A complaint challenged by a rule 12(b)(6) motion to dismiss does not require detailed factual allegations, but a plaintiff's obligation to set forth the grounds of his or her entitlement to relief "requires more than labels and conclusions, and a formulaic recitation of the elements of a cause of action will not do." Bell Atl. Corp. v. Twombly, 127 S.Ct. 1955, 1965 (2007). "Factual allegations must be enough to raise a right to relief above the speculative level, on the assumption that all the allegations in the complaint are true (even if doubtful in fact)." Id. at 1965 (internal citation omitted).
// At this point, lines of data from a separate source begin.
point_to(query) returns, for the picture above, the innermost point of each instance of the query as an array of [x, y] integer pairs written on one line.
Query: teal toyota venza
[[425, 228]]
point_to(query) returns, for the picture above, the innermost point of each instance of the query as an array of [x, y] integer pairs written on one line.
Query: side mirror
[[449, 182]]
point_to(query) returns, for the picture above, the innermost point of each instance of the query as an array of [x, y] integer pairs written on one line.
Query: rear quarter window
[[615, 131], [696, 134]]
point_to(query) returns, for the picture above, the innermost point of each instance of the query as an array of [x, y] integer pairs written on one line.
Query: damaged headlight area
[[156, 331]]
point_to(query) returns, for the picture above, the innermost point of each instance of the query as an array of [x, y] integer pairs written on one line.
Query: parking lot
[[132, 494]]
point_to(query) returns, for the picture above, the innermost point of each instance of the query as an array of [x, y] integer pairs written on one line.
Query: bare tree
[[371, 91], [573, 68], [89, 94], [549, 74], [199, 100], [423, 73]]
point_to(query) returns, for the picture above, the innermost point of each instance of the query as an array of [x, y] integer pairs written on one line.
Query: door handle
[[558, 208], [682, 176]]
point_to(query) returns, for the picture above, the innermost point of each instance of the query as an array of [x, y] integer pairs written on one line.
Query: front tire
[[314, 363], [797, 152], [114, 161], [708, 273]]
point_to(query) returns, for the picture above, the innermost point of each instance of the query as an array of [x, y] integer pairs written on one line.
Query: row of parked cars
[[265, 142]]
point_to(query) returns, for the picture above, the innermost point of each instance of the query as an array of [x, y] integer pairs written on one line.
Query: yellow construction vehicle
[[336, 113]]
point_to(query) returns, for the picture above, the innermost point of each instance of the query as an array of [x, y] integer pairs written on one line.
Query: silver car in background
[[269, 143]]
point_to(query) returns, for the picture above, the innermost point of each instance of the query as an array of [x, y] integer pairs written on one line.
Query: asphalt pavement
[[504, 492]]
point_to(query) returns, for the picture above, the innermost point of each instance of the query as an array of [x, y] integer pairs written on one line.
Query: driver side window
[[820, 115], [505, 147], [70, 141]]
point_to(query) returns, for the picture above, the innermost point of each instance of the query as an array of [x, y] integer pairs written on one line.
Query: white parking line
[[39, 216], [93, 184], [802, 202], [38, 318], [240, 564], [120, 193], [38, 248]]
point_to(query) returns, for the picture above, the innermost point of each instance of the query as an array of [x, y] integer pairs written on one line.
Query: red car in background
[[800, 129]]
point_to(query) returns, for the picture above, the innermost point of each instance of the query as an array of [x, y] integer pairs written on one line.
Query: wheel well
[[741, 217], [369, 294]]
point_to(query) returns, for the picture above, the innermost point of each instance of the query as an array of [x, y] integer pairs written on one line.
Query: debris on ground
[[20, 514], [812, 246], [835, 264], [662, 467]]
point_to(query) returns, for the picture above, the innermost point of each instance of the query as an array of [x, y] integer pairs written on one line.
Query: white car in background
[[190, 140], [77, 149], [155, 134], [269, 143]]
"[T]he Supreme Court recently . . . prescribed a new inquiry for us to use in reviewing a dismissal: whether the complaint contains `enough facts to state a claim to relief that is plausible on its face.'" Ridge at Red Hawk, L.L.C. v. Schneider, 493 F.3d 1174, 1177 (10th Cir. 2007) (quoting Bell Atl. Corp. v. Twombly, 127 S.Ct. at 1967, 1969). "The Court explained that a plaintiff must `nudge his claims across the line from conceivable to plausible' in order to survive a motion to dismiss." Ridge at Red Hawk, L.L.C. v. Schneider, 493 F.3d at 1177 (quoting Bell Atl. Corp. v. Twombly, 127 S.Ct. at 1974.) (alterations omitted). "Thus, the mere metaphysical possibility that some plaintiff could prove some set of facts in support of the pleaded claims is insufficient; the complaint must give the court reason to believe that this plaintiff has a reasonable likelihood of mustering factual support for these claims." Ridge at Red Hawk, L.L.C. v. Schneider, 493 F.3d at 1177.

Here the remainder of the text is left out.